My interest in playing my own songs has taken a back seat to playing bass. I have come to realize I have always loved bass and some of my favourite songs stood out because of their great bass lines. At concerts I would find myself spending more time that normal watching the bass player. I loved the groove. Strangely, I never thought I could learn to play the bass. It does involve adding a new set of calluses onto my already severely callused fingers. My goal has been to learn a song a week but there is a drawback to playing bass. It permeates the entire house. Jill came home one day and said she could hear me in the car as she drove up the driveway. This week I found a solution. I bought a pair of Sony open headphones, which allows me to hear normally so I can play along with songs on my computer but my bass is only heard by me.

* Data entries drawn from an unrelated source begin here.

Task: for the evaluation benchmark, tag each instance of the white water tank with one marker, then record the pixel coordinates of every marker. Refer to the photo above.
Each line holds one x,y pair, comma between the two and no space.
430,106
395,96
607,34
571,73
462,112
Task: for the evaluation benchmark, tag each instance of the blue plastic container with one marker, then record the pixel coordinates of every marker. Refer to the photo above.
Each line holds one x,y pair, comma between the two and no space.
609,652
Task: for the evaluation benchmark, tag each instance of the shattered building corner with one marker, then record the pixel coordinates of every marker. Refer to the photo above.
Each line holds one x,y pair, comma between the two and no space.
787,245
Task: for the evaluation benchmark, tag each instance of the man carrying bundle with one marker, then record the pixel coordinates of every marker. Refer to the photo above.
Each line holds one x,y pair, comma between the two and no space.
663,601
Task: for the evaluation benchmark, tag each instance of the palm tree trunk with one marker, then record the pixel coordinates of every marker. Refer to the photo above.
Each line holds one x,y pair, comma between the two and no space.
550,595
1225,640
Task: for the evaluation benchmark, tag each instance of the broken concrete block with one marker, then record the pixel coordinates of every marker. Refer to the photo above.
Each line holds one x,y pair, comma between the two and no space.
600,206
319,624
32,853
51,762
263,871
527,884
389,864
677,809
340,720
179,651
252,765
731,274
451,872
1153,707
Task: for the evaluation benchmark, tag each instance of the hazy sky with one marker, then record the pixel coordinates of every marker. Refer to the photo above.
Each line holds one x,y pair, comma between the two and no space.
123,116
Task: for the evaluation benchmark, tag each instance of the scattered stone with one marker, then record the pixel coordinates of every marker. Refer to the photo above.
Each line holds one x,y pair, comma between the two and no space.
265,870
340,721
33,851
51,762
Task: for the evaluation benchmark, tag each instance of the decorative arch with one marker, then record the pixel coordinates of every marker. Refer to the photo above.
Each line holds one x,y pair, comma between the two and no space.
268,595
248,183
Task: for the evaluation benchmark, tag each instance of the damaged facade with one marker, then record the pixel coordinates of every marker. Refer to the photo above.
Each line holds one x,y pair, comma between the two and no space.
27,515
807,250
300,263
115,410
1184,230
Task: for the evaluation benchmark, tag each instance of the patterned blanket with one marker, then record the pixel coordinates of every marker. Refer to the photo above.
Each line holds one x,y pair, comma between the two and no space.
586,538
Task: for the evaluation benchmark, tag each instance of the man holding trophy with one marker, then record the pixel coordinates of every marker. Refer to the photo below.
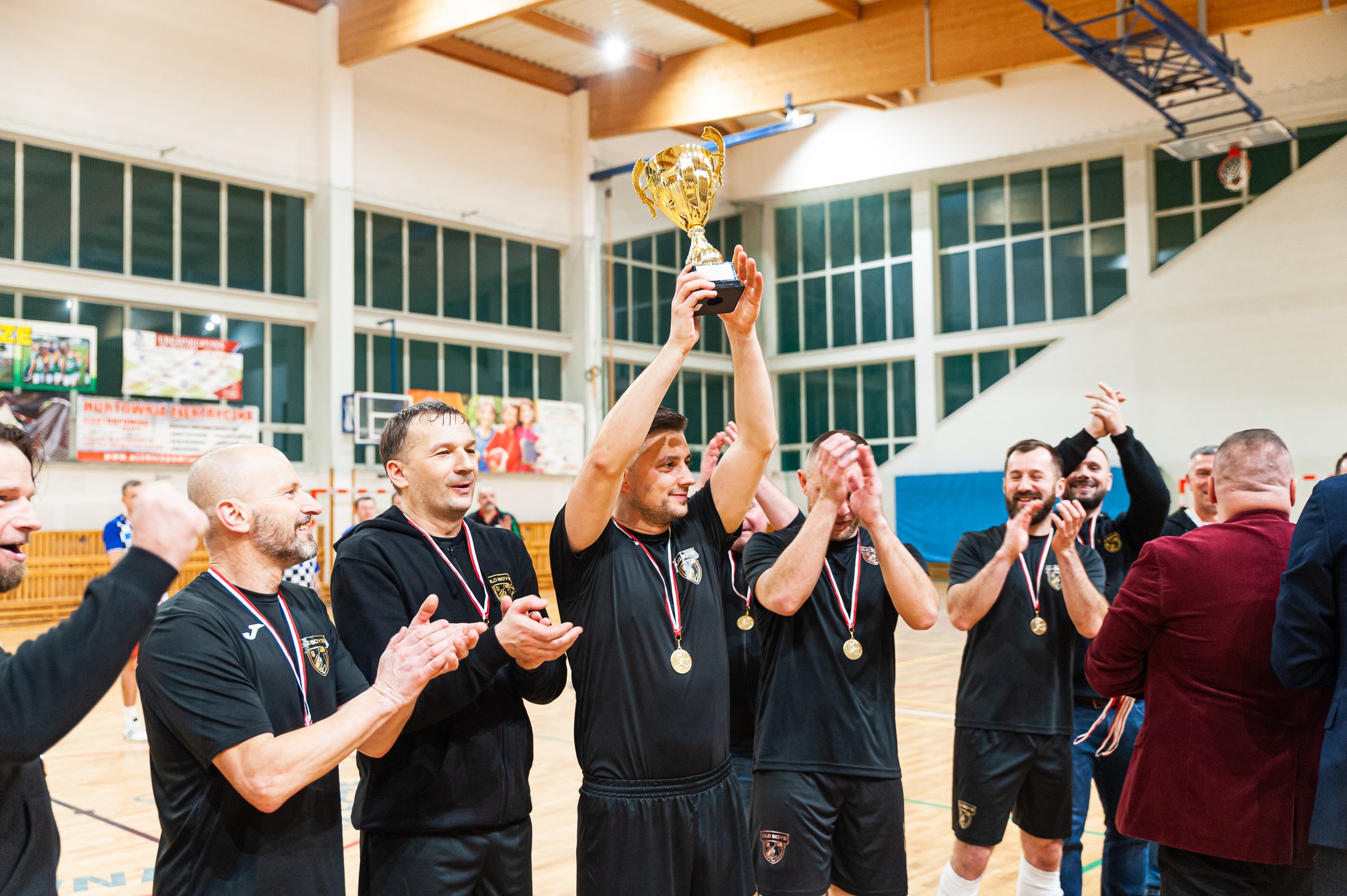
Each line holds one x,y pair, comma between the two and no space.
637,564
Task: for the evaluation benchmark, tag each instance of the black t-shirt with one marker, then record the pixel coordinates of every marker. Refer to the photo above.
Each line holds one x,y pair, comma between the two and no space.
212,677
637,719
818,711
1012,678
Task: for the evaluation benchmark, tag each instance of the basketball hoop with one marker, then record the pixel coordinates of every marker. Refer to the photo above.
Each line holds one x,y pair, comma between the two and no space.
1234,170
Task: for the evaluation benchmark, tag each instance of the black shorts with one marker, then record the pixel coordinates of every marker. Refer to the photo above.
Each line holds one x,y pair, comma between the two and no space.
998,771
489,862
812,830
678,837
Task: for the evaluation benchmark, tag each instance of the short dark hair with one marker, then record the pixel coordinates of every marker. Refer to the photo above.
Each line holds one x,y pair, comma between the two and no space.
394,436
1025,446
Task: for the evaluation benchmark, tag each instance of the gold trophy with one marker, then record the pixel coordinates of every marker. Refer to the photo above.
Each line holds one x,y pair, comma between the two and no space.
682,181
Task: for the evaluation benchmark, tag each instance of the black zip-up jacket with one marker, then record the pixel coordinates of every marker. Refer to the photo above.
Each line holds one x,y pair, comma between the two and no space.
1118,541
46,686
462,761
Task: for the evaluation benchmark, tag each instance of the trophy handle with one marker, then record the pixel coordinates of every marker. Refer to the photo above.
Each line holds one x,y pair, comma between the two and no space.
712,133
636,182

My bass guitars are a Fender Jazz with flat-wound strings and a fretless Stagg. The Stagg is like driving on a road without speed bumps, a bit of a challenge but the tonal rewards are incredibly satisfying.

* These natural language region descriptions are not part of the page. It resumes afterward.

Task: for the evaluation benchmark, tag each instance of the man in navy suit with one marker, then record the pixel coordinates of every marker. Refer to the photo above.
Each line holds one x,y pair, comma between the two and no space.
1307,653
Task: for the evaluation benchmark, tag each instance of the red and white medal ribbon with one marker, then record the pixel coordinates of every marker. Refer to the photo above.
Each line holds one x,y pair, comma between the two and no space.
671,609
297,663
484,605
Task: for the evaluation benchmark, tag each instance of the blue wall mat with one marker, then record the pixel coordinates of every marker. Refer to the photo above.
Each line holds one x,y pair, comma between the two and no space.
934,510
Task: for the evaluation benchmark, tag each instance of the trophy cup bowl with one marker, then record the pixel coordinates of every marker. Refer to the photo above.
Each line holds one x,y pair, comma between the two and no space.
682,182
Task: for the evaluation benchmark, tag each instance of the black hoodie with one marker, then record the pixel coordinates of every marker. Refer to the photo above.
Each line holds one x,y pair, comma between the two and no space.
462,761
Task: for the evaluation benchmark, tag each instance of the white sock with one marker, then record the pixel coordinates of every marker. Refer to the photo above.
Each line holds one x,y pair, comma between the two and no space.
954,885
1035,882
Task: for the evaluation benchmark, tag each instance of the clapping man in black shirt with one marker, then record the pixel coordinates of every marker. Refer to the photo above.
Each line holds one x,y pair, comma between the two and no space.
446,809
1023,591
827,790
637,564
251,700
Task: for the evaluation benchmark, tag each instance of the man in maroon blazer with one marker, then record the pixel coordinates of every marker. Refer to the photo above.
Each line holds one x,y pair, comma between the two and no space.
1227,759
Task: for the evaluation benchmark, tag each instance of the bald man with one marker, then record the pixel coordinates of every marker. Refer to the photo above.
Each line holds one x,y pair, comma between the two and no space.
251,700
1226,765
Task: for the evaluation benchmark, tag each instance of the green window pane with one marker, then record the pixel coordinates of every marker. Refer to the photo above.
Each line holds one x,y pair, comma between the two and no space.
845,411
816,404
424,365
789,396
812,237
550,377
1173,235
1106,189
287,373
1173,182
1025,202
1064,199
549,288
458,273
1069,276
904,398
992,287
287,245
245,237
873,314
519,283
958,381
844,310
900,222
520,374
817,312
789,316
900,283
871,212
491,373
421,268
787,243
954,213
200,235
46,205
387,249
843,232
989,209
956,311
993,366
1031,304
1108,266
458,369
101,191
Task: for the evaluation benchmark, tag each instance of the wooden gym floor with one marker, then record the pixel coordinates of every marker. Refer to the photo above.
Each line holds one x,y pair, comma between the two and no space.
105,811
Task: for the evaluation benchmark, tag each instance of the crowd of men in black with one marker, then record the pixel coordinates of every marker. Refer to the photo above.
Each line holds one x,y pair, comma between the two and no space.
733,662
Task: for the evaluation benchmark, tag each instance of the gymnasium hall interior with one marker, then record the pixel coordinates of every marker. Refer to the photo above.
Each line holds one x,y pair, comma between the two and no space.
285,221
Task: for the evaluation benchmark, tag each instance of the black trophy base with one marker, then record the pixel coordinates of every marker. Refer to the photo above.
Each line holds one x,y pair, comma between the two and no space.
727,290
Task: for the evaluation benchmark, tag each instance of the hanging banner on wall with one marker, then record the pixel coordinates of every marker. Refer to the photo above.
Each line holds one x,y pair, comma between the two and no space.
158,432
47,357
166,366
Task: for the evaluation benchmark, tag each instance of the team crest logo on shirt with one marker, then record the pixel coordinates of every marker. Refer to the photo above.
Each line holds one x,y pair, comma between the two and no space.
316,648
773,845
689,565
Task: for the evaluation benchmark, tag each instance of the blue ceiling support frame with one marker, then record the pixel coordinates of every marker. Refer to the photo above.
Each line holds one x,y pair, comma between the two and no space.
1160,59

Songwriting is now low on my priority but when songs like the bluesy Automobile, present themselves on the bass, I follow the same process to completion. I couldn't have written this song on guitar, which proves that new instruments inspire new songs. And it sure is a big thrill when you hear the song come alive with guitars and percussion during jam sessions with Paul McKeracher (rhythm electric guitar), Andy Robillard (vocals/ lead guitar), and Bruce Davies (cajon).
Adam Shaw and Andy Robillard have regular gigs at O'Brien's, a quaint Fergus pub, and I have been joining them on bass. Playing as a sideman has been a ton of fun and has inspired me on to keep learning as much as I can about my instrument. Three more dates at O'Brien's are scheduled for the balance of 2012 and are listed on my gig page, Sept 22, Oct 6, Nov 3.